Let $\Omega \subset \mathbb{R}^n$ be open. Let $u,v \in L^1_\text{loc}(\Omega)$ with $u \ne 0$ a.e on a set of positive measure. Assume that $$\phi \in C_c^\infty(\Omega), \int u\phi > 0 \implies \int v \phi \ge 0$$
Show that there exists $ \lambda \ge 0$ such that $v=\lambda u$
My try: I tried constructing this problem first in the abstract setting. Let $E$ be an arbitrary vector space. Let $u$ and $v$ be functionals on $E$ with $u \ne 0$. Assume that $$\phi \in E, u(\phi) \gt 0 \implies v (\phi) \ge 0$$ Show that there exists $ \lambda \ge 0$ such that $v=\lambda u$. If I am able to show that then the original question follows by takiing $E=C_c^\infty(\Omega)$.

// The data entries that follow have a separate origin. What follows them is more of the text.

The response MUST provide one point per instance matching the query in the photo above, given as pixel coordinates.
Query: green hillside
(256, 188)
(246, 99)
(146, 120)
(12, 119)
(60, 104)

Since $u \ne 0$, there exists $\phi_0 \in E$ such that $u(\phi_0)=1$. For any $\epsilon \gt 0 , \phi \in E$, we have $u(\phi-\phi_0u(\phi)+\epsilon\phi_0)=\epsilon \gt 0$. So by the above property, $$v(\phi-\phi_0u(\phi)+\epsilon\phi_0) \ge 0 \implies v(\phi)-v(\phi_0)u(\phi)+\epsilon v(\phi_0) \ge 0$$. This happens for every $\epsilon \gt 0$. Hence $v(\phi) \ge u(\phi_0)u(\phi)$. But I am unable to conclude that equality holds.
How do I show that?? Thanks for the help!!